“A true racial reckoning includes, interrogates and eventually extinguishes all systems of oppression. That includes capitalism. That includes patriarchy. It’s not carpet cleansing. It’s carpet bombing.”
– Damon Young, CNN
The New Fundamentalism
David French has noted that we’re living in a time of new fundamentalism. This is not a Christian, but rather a secular, fundamentalism.
One of the halmarks of fundamentalism is the inability to compromise. For the fundamentalist, everything is non-negotiable.
That’s because the fundamentalist is reacting to something that she perceives as a corrupt, erroneous, or morally compromised system.

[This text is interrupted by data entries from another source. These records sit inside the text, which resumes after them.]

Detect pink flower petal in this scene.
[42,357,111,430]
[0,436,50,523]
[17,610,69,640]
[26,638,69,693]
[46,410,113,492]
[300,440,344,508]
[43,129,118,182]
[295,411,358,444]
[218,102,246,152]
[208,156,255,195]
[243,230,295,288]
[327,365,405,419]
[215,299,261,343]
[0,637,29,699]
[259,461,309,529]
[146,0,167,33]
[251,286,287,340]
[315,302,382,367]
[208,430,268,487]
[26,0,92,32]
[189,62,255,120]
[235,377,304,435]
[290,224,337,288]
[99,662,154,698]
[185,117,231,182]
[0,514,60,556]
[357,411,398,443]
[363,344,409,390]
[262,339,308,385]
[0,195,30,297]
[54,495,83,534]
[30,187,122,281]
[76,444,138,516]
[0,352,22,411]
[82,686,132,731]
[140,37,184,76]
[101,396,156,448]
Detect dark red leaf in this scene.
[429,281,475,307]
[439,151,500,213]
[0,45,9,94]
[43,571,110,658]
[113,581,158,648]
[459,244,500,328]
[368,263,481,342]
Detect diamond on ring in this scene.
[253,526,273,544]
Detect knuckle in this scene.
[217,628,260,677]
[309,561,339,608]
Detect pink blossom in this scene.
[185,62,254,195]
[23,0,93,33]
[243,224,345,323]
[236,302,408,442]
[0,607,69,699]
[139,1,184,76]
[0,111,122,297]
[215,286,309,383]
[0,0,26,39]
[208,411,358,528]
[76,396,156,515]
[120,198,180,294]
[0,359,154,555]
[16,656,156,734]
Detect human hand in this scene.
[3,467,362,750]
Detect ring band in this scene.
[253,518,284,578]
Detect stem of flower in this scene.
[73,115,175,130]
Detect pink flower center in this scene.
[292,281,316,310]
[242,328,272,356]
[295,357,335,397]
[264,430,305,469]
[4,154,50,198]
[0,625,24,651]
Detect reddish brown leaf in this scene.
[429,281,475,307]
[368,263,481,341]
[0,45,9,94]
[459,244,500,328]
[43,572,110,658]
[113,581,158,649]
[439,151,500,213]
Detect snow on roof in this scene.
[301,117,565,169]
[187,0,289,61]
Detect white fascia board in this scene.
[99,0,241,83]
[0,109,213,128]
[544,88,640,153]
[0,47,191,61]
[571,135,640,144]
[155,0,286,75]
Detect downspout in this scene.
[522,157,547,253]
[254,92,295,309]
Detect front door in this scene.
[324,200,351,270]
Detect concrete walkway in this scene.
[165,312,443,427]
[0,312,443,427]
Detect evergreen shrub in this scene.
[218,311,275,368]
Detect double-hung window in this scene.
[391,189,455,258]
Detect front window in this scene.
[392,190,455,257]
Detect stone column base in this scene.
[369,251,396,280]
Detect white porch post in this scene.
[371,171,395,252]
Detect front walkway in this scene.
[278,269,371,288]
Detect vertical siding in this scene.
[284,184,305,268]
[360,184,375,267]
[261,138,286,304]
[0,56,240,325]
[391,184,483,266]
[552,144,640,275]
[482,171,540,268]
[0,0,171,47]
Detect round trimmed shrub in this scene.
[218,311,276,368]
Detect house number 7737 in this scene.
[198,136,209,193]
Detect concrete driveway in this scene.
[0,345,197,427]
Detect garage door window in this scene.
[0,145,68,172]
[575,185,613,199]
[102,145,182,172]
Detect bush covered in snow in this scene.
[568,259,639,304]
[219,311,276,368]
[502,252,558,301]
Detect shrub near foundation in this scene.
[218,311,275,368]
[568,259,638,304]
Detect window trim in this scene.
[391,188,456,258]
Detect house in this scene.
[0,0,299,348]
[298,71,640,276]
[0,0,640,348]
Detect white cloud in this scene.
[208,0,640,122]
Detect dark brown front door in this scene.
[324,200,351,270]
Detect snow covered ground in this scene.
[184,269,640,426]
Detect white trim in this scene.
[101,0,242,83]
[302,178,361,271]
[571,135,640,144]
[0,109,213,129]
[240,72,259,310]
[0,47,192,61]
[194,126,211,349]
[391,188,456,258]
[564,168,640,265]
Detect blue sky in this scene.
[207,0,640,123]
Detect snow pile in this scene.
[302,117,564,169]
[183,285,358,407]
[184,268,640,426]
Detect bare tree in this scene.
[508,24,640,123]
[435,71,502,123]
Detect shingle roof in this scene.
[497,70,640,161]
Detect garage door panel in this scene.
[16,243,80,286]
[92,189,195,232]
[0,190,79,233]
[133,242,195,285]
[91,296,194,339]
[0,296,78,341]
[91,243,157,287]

Life in the real world, however, requires the ability to make compromises and to settle for better over the best.
A totalizing system
There are strains of this new absolutism emerging in what’s being called “antiracism.” Personally, I find it deeply troublesome.
This new totalizing belief system appears to be committed to equity or equality across every known identity marker or category. Intersectionality provides a way of multiplying injustice by every box one can tick in a litany of identities.
As Andrew Sullivan notes,
“Intersectionality” is the latest academic craze sweeping the American academy. On the surface, it’s a recent neo-Marxist theory that argues that social oppression does not simply apply to single categories of identity — such as race, gender, sexual orientation, class, etc. — but to all of them in an interlocking system of hierarchy and power.”
In our brave new world it is “better” to be a black trans woman than a white heterosexual one. This is because the intersectionality formula allows us to mulptiply blackness by trans woman-ness and get a result that shows “deeply marginalized.”
This belief is profoundly religious in nature. Sullivan continues,
“It posits a classic orthodoxy through which all of human experience is explained — and through which all speech must be filtered. Its version of original sin is the power of some identity groups over others. To overcome this sin, you need first to confess, i.e., “check your privilege,” and subsequently live your life and order your thoughts in a way that keeps this sin at bay. The sin goes so deep into your psyche, especially if you are white or male or straight, that a profound conversion is required.”
I already have a religious belief system, thanks for asking.
Black Lives Matter
I’ve said publicly that black lives matter. That’s true. But I’m convinced that the way forward, at least for Christians, is through another belief system–the Christian gospel.
It’s not through some racial reckoning that involves a hodge-podge of dialectic, self-examination, conversion, and all the other mantras that today’s diversity consultants parrot.